Bilimsel etkinliklere, kurslara ve kongrelere bütçemiz yettiğince katılım sağlamaya çalışıyoruz. Ürünlerimiz tüm cerrahi branşlarda kullanıldığından her cerrahi etkinliğe katılmamız yönünde talepler geliyor. Döviz artışından ve uzayan ödeme vadelerinden dolayı seçici olmak zorunda kalıyoruz. Bu sene uzmanların, asistanların yetişmesi için düzenlenen Türk Cerrahi Derneği’nin Temel Cerrahi Kurslarının ve Rekonstrüktif Mikrocerrahi Derneği’nin Temel Mikrocerrahi Kurslarının sponsoruyuz. Bizim önceliğimiz eğitim ve bilime katkı. Ayrıca Kalp Damar Cerrahisi, Robotik Cerrahi, KBB, Jinekoloji, Ağız ve Çene Cerrahisi, Plastik ve Estetik Cerrahi, Genel Cerrahi alanlarında düzenlenecek 30’a yakın organizasyona katılım sağlayacağız. Bizler için bu kongreler cerrahlarla, hemşirelerle bir arada olmak ve onların deneyimlerini öğrenmek, paylaşmak için çok değerli fırsatlar. İhracat hedeflerimiz için de; Temmuz ayında Amerika’da FIME’ye, Ekim ayında Nijerya’da Medic West ve Kasım ayında da Almanya’da Medica fuarlarında stand açacağız.

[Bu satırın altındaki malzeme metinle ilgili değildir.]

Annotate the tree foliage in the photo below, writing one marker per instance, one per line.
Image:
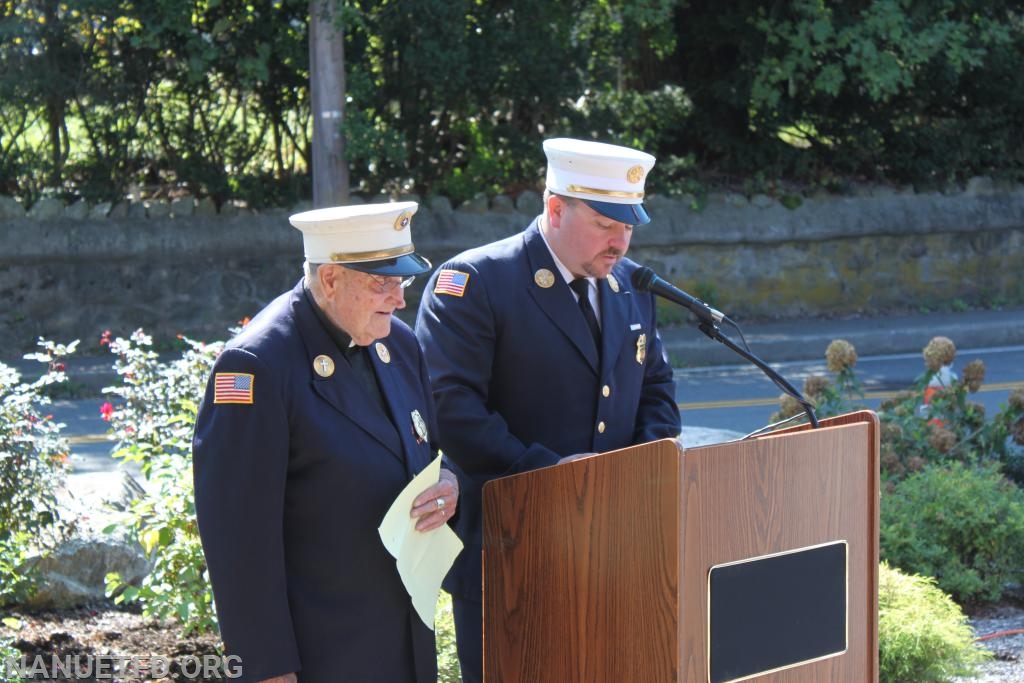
(102, 98)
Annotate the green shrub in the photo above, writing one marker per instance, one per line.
(448, 658)
(33, 457)
(923, 635)
(8, 653)
(961, 524)
(153, 420)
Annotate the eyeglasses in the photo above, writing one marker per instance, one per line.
(385, 285)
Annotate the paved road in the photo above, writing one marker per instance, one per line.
(717, 389)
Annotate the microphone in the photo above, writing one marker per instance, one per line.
(645, 281)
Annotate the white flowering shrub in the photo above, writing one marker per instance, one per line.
(33, 462)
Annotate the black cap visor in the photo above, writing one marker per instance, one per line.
(631, 214)
(402, 266)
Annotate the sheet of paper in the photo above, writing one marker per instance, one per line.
(423, 557)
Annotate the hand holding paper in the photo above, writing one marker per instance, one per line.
(423, 557)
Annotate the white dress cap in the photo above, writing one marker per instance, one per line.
(374, 238)
(604, 175)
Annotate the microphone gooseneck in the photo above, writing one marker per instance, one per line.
(644, 280)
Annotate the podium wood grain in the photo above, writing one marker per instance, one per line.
(597, 570)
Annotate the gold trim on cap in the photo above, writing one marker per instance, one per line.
(355, 257)
(403, 220)
(605, 193)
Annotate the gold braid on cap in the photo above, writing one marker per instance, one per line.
(356, 257)
(605, 193)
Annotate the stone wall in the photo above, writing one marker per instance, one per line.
(70, 272)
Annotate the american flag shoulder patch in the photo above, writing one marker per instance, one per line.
(232, 388)
(452, 282)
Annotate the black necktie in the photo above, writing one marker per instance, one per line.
(582, 287)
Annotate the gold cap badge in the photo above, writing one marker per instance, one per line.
(324, 366)
(544, 278)
(403, 219)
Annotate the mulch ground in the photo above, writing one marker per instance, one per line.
(98, 633)
(98, 643)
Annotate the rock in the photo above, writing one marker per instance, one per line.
(78, 210)
(46, 208)
(10, 208)
(439, 205)
(980, 185)
(182, 206)
(529, 203)
(206, 207)
(477, 205)
(136, 210)
(100, 211)
(75, 572)
(120, 210)
(158, 209)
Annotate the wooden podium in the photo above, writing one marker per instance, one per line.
(656, 563)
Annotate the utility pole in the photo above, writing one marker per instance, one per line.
(327, 96)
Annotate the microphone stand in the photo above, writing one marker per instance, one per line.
(709, 328)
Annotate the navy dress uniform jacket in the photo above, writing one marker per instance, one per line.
(518, 381)
(290, 492)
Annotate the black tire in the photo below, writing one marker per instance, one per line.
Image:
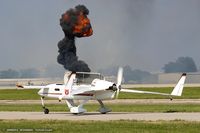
(46, 111)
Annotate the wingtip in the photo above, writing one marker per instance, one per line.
(184, 74)
(19, 86)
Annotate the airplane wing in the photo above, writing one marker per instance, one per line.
(177, 91)
(29, 87)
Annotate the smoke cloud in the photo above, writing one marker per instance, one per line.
(74, 23)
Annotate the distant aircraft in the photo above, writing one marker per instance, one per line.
(91, 86)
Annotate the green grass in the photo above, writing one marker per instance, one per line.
(120, 126)
(114, 107)
(31, 94)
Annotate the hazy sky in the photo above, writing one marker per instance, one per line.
(145, 34)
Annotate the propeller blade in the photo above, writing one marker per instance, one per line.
(119, 81)
(119, 76)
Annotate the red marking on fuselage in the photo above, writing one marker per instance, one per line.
(85, 94)
(66, 92)
(53, 93)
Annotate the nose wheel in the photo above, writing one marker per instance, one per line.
(46, 111)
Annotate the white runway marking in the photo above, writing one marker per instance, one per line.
(100, 117)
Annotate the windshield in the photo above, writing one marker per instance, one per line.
(87, 78)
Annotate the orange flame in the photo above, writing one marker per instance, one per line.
(83, 27)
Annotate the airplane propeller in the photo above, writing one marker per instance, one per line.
(119, 81)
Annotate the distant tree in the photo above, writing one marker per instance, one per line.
(182, 64)
(9, 74)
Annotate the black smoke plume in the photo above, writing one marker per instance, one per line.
(74, 23)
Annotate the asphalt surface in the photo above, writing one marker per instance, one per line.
(116, 101)
(100, 117)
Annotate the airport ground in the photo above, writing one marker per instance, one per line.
(149, 114)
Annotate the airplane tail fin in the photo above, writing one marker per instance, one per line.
(178, 89)
(68, 84)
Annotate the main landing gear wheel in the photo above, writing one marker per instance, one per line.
(46, 111)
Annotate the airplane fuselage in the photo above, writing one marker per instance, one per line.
(59, 91)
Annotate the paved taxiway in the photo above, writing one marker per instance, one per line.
(100, 117)
(116, 101)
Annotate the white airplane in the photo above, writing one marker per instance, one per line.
(91, 86)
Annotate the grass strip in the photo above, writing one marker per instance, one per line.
(120, 126)
(115, 107)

Sosyal sorumluluk projelerine büyük önem veriyorsunuz. Biraz da bu çalışmalarınızdan bahsedebilir misiniz?
Yetmeye çabaladığımız, destek vermeye çalıştığımız projelerimizden bazıları: “Leyla’dan sonra” projesinde genç doktor arkadaşlarımız kanser tedavisi gören çocuklara oyuncaklar, hediyeler alıyor. Yıl boyunca biz de Türkiye’nin değişik illerindeki bu aktivitelerindeki kargo masraflarını karşılıyoruz. Ankara Çınar Lions Kulübü #minikayaklarüşümesin projesinde de, ev yapımı #sevgikurabiyelerinden satın alarak, Doğu ve Güneydoğu Anadolu’daki köy okullarında maddi imkânları kısıtlı çocuklara bot gönderimine destek olduk. Üretim, istihdam önemli diyoruz ama aslında ülkemizin geleceği için en önemli yatırım eğitim. Geliri Türk Eğitim Vakfı’na bağışlanmak üzere, Trabzon’da 25 Mart’da “Orada Duruverseydi Zaman” müzikal belgeseline sponsor olduk. Pınar Ayhan’ın tek kişilik performansı ile Türkiye’nin yakın tarihi, Cumhuriyet’in kuruluş yılları ve dönüm noktalarını anlatan tarihi bir gösteriyi Trabzon halkıyla buluşturmuş olduk. Doğsan 1970 yılında kurulurken Türkiye’de olmayan bir ürünü üretmek hedeflenmiş. Hayallerin peşinden gitmek bizde bir gelenek oldu. #mercanaşkına hayalinin peşine takıldık. Türkiye’de ilki gerçekleştirilen Adamer projesine Doğsan olarak biz de destek sağladık. Marmara’daki canlılığı koruyabilmek ve ekosistemin bozulmasını engelleyebilmek için Sivriada’dan Neandros adasına özel yöntemlerle, scuba dalgıçlarıyla mercanlar taşındı. Marmara Üniversitesi Korfbol takımının Türkiye’de önce forma sonra da Portekiz’de düzenlenen Avrupa Şampiyonası’ndaki sponsoru olduk. Takımın as oyuncularından Aktuğ sayesinde daha önce hiç haberimiz olmayan bir spor dalıyla tanıştık. Korfbol; kızların ve erkeklerin aynı takımda yer alarak oynadığı dünyadaki tek spor. Amatör ruh ile yapılan ve ayakta alkışlanması gereken bu projeleri destekleyebilmek bizim için çok huzur ve onur verici.